一方、フェラーリにはV8とV12の各シリーズにも、”スペチアーレ”と呼ばれる系譜がある。V8ではチャレンジストラダーレ(360モデナがベース)、430スクーデリア(F430がベース、スパイダーもあり)、458スペチアーレ(458イタリアがベース、スパイダーもあり)、488ピスタ(488GTBがベース、スパイダーもあり)。V12では599GTO(599がベース)、F12tdf(F12ベルリネッタがベース)、812コンペティツィオーネ(812スーパーファストがベース、Aと呼ばれるオープンもあり)となる。
ではXXとは何か? というのが今回のキモだ。フェラーリはエンツォをベースとしたFXXを2005年にデビューさせた。こちらは、カスタマー向けのサーキット専用車で、レース参戦はできないが、走行をフェラーリがフルサポートするもので、その走行データをフェラーリの次期モデルたちにフィードバックする、”フェラーリの開発ドライバーになれる”という画期的なものだった。

その後、2010年に599XX(599がベース)、2014年にFXX-K(ラ フェラーリがベース、F1由来のKERSを採用)が登場し、FXX-K EVOが最新モデル。これらは『XXプログラム』と呼ばれ、フェラーリ・レーシングデイズなどでもその走行シーンを披露している。

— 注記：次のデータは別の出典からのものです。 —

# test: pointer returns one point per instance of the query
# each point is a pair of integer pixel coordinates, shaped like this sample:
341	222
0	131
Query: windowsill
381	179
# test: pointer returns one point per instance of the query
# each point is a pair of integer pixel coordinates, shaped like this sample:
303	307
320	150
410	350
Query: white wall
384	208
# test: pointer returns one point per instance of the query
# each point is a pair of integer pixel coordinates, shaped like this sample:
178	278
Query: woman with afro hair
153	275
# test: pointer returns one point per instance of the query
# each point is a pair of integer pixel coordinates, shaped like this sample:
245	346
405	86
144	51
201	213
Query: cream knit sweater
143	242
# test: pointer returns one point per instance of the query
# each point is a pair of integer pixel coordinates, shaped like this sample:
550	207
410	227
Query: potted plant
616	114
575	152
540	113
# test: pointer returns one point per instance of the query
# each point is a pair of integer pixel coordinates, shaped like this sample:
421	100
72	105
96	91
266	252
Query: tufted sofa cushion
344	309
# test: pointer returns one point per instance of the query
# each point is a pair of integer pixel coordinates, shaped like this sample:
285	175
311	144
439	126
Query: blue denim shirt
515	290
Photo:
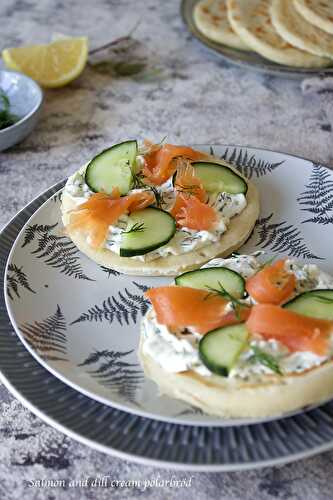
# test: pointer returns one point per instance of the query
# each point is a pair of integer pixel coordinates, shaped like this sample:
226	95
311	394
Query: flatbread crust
319	14
239	229
210	17
251	20
296	30
228	398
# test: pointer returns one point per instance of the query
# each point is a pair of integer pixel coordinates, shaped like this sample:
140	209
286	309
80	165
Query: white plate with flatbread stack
273	36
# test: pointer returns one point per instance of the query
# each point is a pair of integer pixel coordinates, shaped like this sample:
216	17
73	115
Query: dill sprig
139	183
6	117
138	227
221	291
265	359
190	190
267	262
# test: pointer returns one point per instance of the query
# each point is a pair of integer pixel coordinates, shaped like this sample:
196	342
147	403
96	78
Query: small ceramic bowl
26	99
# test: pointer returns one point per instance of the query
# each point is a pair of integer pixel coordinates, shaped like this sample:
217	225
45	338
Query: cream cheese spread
186	239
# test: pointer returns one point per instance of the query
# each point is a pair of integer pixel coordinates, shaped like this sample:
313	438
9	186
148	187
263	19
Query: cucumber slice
112	168
151	229
219	349
316	304
211	277
217	178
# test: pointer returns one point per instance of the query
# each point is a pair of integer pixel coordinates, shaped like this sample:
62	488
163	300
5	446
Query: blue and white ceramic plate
243	58
296	216
82	321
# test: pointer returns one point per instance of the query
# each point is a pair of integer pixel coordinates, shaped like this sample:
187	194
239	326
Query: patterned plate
249	60
164	444
81	321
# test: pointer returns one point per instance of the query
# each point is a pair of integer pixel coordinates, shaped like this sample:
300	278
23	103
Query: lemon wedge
52	65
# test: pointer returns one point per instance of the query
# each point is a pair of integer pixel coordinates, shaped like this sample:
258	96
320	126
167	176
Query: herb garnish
124	57
236	304
6	117
136	228
265	359
139	183
190	190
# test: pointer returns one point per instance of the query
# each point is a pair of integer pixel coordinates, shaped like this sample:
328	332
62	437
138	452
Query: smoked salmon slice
182	307
160	164
193	213
272	284
101	210
297	332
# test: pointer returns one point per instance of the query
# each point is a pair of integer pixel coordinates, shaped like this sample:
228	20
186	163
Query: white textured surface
201	100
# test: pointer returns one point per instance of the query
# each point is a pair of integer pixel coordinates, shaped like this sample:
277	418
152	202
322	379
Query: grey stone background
196	98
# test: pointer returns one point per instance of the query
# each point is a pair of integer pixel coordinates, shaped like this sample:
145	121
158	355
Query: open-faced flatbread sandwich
241	337
157	209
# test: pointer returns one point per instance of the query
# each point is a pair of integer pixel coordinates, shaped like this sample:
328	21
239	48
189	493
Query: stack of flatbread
290	32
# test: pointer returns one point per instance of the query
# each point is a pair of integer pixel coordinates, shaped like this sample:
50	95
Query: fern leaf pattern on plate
317	198
56	251
111	369
124	307
281	237
48	337
16	279
247	164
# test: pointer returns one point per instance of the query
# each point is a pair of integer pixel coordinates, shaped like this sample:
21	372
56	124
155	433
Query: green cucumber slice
217	178
154	228
212	277
219	349
316	304
112	168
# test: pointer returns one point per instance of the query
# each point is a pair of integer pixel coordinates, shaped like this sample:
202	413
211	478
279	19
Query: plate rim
265	67
177	420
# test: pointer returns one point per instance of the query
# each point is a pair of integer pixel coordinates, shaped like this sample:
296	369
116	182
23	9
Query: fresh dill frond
222	292
6	117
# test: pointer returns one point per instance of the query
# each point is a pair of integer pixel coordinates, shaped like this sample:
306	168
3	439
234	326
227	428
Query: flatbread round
319	14
296	30
251	20
239	229
211	19
230	398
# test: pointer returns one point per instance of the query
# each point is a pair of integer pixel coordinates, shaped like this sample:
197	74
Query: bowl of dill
20	105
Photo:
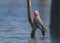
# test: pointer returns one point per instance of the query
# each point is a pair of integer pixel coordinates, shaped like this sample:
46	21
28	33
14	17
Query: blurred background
14	25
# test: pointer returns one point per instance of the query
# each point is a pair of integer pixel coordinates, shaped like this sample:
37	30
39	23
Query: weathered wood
29	8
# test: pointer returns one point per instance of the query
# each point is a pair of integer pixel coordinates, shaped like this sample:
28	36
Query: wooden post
55	21
29	7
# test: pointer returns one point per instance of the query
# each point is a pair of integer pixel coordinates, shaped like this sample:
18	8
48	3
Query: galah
38	21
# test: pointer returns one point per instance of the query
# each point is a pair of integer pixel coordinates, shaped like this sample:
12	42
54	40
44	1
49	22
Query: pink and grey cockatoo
38	21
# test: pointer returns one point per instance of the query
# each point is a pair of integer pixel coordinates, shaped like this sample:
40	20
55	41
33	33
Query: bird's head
36	13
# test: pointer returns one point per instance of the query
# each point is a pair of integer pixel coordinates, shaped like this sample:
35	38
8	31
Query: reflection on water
14	25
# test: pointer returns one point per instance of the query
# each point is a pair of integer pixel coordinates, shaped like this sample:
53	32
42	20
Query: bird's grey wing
40	24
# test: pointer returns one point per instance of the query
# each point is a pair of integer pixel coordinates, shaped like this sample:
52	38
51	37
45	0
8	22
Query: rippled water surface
14	25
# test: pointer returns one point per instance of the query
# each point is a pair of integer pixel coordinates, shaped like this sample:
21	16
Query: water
14	25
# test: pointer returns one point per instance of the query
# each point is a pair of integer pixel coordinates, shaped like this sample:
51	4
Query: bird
38	22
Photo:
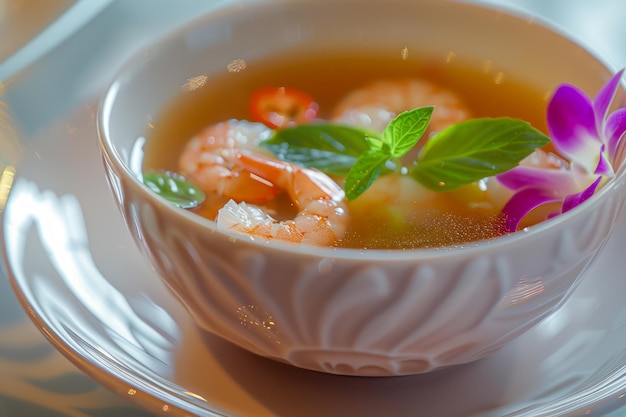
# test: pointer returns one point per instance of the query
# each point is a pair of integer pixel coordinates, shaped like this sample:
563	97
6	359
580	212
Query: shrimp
322	217
374	105
209	160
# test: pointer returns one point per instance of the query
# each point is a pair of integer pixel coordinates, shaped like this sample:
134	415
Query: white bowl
346	311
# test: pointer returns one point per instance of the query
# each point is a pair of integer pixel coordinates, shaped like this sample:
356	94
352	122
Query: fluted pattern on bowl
354	316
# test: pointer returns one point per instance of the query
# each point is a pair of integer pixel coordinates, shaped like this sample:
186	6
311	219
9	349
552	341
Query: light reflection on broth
451	218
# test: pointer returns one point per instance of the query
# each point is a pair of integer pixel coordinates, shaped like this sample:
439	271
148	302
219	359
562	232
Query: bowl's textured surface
347	311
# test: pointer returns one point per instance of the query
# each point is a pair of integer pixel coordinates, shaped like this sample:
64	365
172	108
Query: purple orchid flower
583	132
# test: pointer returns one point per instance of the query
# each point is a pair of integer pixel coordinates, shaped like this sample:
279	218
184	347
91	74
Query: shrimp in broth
253	192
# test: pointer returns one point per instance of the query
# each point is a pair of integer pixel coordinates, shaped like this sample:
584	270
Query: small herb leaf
174	188
363	173
406	129
475	149
330	148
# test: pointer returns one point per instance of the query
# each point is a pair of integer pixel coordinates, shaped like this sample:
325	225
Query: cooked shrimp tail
210	160
322	217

つまりSF90ストラダーレをベースとした、さらにハイスペックなモデルとして登場したのが今回のSF90XXストラダーレ/スパイダーというわけだ。XXの名を組み合わせたのは、ロードゴーイングレーサーのプロフィールを与え、それをより強力にアピールするためであろう。前者が799台、後者が399台の限定で、デビュー時に”スペチアーレの系譜を持つ”と表現されたSF90たちが、限定ではなく量産であったことの説明がようやくここでつくわけだ。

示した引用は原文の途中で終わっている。